When students first begin piano lessons, one of the skills they learn is how to count basic rhythm. Meanwhile, they also learn how to read music. On occasion there will be a piece in their beginning book that is a familiar tune to them. It’s not uncommon for students to toss their rhythm skills out the window, and even their note reading skills, and instead play the whole piece by ear, (which happens to be another important skill). When playing by yourself, this seems to work o.k. However, if you try to play a duet, it falls apart.
One such student came to his lesson one day playing Alouette, the familiar nursery rhyme out of his book. He knew the notes and sort of the correct rhythm. We started to count off together to play the duet when he had a rude awakening. We were not together, at all. He was shocked. This had never happened to him before.

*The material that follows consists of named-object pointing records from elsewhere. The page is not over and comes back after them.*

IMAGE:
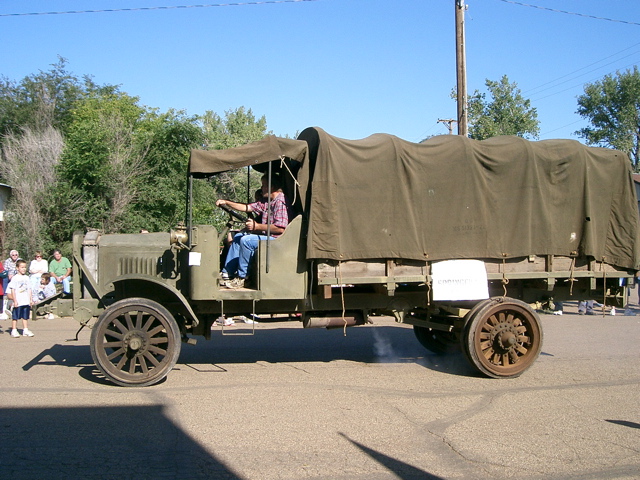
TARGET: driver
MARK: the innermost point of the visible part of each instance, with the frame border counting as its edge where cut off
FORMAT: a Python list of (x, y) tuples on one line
[(245, 243)]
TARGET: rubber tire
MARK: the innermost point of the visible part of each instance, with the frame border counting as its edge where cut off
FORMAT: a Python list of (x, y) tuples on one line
[(478, 324), (155, 327)]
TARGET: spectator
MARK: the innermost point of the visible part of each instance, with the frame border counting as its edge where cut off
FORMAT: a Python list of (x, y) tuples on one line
[(60, 270), (10, 266), (45, 288), (3, 275), (19, 292), (37, 267)]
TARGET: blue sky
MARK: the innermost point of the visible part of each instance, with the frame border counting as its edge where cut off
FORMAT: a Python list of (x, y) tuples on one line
[(352, 67)]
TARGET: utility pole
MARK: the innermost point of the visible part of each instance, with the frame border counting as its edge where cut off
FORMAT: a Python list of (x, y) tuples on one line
[(449, 123), (461, 69)]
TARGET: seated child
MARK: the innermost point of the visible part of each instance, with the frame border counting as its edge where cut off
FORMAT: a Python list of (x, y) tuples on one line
[(44, 290)]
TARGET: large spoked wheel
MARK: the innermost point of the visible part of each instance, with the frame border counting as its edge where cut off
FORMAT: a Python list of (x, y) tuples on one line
[(502, 338), (135, 342), (437, 341)]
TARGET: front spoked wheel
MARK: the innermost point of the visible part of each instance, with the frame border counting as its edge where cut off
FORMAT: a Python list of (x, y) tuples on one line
[(135, 342)]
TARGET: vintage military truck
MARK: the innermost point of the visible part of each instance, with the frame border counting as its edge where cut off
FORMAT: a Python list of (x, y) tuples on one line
[(453, 236)]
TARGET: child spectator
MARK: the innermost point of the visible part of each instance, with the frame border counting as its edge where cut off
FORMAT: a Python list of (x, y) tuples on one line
[(44, 289), (3, 275), (10, 267), (20, 292), (60, 270)]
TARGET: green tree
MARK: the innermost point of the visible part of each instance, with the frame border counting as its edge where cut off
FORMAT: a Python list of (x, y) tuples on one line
[(506, 112), (612, 106), (104, 159), (161, 201), (45, 99)]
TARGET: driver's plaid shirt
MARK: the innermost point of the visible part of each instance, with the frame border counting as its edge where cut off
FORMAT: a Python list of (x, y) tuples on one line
[(279, 212)]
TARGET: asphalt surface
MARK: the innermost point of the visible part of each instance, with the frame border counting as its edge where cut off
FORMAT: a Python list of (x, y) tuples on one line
[(289, 403)]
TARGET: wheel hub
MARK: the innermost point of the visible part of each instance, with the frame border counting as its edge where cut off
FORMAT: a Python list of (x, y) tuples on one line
[(135, 341), (504, 337)]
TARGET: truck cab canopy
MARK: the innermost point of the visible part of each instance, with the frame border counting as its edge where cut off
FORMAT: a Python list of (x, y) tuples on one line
[(451, 197)]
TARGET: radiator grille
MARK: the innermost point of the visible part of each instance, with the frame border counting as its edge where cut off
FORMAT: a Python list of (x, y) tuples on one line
[(137, 264)]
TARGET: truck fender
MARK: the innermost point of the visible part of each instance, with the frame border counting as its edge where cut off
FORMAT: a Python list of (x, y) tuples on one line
[(138, 279)]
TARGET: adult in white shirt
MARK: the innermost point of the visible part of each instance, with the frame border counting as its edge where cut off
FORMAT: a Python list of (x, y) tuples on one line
[(37, 267)]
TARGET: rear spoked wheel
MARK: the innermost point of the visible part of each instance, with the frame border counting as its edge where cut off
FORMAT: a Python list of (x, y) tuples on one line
[(502, 338)]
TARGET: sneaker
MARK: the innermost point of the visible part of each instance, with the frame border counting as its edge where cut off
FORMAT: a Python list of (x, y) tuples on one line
[(235, 283), (226, 322)]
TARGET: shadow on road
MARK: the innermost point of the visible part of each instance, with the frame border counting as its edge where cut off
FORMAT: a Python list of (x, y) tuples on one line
[(625, 423), (402, 470), (101, 442)]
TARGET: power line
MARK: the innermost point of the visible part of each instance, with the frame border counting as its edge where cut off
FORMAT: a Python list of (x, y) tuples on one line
[(568, 13), (155, 8), (539, 87)]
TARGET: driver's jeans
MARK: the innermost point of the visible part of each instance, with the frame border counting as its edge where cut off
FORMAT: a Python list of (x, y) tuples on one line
[(240, 253)]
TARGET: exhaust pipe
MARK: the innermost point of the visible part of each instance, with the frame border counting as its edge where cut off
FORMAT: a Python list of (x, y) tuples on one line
[(334, 320)]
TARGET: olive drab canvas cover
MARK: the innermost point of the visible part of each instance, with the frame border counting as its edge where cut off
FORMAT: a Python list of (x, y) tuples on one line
[(451, 197)]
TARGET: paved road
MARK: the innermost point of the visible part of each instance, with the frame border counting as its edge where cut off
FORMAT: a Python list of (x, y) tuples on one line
[(294, 404)]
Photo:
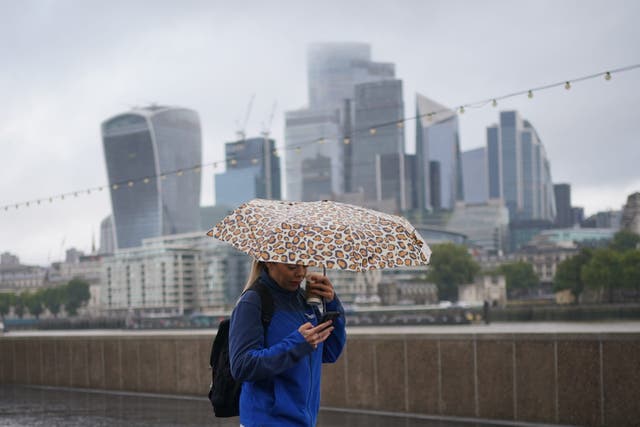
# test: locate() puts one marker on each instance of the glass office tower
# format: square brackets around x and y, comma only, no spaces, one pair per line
[438,140]
[519,171]
[141,146]
[253,171]
[318,162]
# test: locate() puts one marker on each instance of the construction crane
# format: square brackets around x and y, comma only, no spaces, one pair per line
[241,127]
[266,129]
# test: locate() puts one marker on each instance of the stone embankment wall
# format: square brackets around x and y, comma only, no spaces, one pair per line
[578,379]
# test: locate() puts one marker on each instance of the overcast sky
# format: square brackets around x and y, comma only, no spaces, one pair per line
[66,66]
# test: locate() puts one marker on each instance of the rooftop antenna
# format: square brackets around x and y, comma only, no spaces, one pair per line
[266,149]
[241,127]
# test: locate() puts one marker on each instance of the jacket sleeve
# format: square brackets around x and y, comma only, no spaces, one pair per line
[335,343]
[250,359]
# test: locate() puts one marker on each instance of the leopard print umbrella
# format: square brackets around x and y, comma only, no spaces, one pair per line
[323,233]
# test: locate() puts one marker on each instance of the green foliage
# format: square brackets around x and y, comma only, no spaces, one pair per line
[451,265]
[33,302]
[568,273]
[18,305]
[6,301]
[603,271]
[631,270]
[624,241]
[52,299]
[76,294]
[519,276]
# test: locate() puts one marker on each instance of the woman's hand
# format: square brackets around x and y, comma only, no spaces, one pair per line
[314,335]
[321,285]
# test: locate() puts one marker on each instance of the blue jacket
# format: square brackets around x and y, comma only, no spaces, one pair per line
[281,376]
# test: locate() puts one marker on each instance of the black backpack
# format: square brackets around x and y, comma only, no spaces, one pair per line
[224,392]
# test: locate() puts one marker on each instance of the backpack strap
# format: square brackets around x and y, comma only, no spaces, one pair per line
[266,301]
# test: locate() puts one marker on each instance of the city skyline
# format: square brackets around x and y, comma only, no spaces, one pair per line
[57,93]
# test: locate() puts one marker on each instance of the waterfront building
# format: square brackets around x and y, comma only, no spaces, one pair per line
[486,287]
[437,140]
[474,175]
[150,153]
[630,220]
[107,236]
[252,171]
[564,217]
[486,225]
[174,275]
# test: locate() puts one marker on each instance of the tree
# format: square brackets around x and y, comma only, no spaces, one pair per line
[451,265]
[76,294]
[519,276]
[625,240]
[603,271]
[52,299]
[568,273]
[33,302]
[18,305]
[6,300]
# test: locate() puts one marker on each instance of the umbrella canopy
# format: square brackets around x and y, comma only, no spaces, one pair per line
[323,233]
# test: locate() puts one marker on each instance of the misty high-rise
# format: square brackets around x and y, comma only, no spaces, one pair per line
[253,171]
[320,139]
[518,169]
[437,144]
[140,147]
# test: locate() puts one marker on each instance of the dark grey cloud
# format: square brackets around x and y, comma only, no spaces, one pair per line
[69,65]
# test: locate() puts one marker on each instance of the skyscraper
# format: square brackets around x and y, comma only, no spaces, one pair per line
[564,217]
[474,173]
[253,171]
[140,146]
[518,169]
[437,140]
[377,103]
[319,140]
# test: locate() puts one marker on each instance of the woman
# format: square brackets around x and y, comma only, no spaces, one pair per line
[281,367]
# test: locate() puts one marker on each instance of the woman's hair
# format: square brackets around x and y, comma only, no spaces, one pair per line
[256,268]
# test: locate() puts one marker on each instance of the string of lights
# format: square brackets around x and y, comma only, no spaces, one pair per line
[297,148]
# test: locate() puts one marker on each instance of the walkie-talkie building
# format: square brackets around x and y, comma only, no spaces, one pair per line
[150,153]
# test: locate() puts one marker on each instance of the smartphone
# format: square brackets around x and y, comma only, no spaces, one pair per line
[329,315]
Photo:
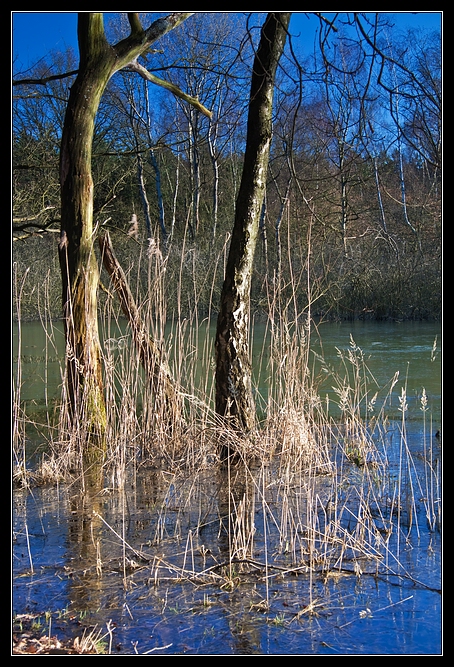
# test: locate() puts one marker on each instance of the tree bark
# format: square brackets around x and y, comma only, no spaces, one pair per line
[234,398]
[98,62]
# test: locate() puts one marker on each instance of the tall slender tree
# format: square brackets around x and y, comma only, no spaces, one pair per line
[99,60]
[234,399]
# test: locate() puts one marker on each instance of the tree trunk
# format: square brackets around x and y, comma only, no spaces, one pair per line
[234,399]
[98,62]
[77,260]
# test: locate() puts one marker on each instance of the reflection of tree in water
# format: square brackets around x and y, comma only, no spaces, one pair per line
[86,546]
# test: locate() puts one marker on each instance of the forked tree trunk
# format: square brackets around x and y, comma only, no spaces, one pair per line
[234,399]
[98,62]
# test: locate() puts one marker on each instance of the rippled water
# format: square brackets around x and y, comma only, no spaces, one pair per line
[77,548]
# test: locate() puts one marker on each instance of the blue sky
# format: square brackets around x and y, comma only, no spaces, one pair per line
[35,34]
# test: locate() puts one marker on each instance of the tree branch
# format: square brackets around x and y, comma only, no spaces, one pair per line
[43,81]
[137,67]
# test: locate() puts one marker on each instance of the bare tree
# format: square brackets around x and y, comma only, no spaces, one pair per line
[234,399]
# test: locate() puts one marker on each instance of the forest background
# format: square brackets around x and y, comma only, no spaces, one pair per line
[352,216]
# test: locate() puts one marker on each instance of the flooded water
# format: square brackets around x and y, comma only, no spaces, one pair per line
[150,564]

I told him he has such a wonderful ear that it wants to direct the whole piece, since it knows how it is suppose to sound. However, the ear doesn’t know how the duet is suppose to go, so I suggested that at home he count very meticulously and don’t let his ear direct his fingers. Instead, let his counts direct the notes.

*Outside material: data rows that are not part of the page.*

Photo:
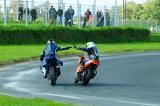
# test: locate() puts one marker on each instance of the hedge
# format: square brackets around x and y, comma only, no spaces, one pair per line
[24,35]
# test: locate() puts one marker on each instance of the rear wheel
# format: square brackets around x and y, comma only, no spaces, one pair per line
[52,76]
[87,78]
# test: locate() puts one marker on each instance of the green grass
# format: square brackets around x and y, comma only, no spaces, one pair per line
[155,37]
[15,101]
[25,52]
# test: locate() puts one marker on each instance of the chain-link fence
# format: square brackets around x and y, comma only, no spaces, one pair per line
[32,12]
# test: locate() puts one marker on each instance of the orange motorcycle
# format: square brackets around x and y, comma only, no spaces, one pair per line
[86,70]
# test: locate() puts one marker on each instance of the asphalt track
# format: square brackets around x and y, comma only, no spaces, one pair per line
[131,79]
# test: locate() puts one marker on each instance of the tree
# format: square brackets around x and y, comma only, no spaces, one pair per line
[156,10]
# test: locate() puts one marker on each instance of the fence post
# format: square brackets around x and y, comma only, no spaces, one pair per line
[5,13]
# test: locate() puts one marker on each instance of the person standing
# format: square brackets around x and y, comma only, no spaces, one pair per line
[107,16]
[27,10]
[34,14]
[53,15]
[68,17]
[99,18]
[60,14]
[20,13]
[72,14]
[87,14]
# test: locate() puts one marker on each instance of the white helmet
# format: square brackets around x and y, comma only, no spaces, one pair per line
[50,41]
[90,45]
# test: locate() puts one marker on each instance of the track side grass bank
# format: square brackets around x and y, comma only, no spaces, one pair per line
[15,101]
[21,53]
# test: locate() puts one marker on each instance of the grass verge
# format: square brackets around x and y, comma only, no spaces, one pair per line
[16,53]
[15,101]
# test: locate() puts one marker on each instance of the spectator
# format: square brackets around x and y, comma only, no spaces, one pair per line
[107,16]
[60,13]
[99,18]
[68,17]
[28,12]
[72,14]
[53,15]
[87,14]
[20,13]
[34,14]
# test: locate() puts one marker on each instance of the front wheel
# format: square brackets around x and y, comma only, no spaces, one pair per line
[52,76]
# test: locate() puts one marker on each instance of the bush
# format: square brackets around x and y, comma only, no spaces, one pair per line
[28,35]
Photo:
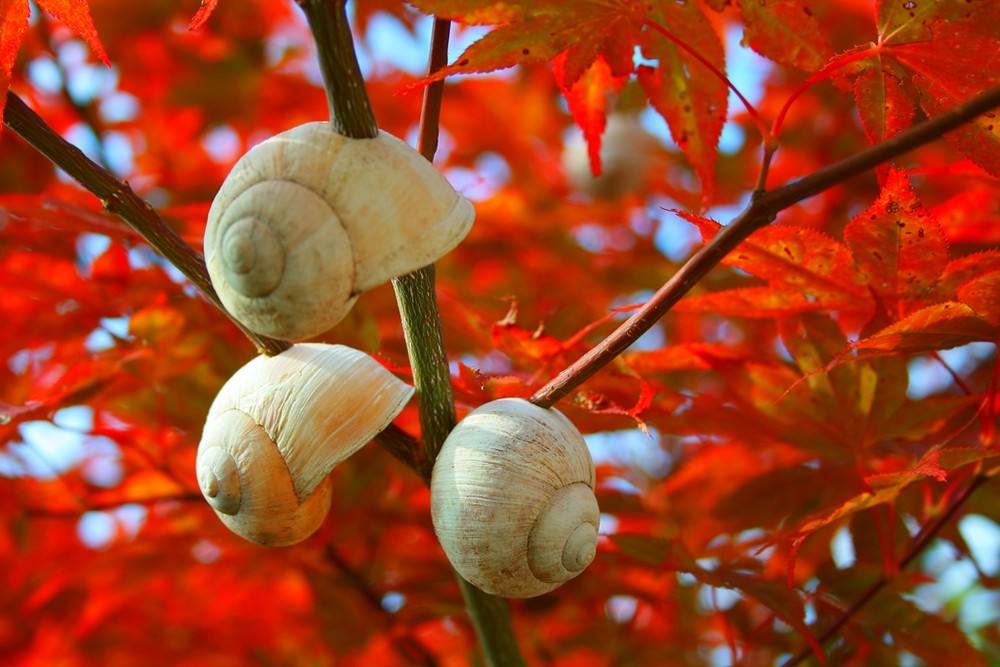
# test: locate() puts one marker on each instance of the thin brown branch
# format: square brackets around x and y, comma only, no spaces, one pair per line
[415,294]
[917,547]
[119,198]
[761,211]
[350,109]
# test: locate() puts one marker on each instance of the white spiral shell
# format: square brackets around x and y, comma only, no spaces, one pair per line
[309,219]
[512,499]
[279,426]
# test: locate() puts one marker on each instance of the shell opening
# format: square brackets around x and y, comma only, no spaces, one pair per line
[563,541]
[219,479]
[254,257]
[581,547]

The next week when he came back he played the duet perfectly. His counts directed his fingers rather than his ear. I was pleasantly surprised because it was unusual that such a young child could over-ride his ear with methodical counting.
A few weeks later this same student announced at his lesson, “Counting is VERY important.”
I asked him, “How did you learn that?”
“Well,” he replied, “It was Alouette. If I didn’t count aloud the duet wouldn’t work at all!”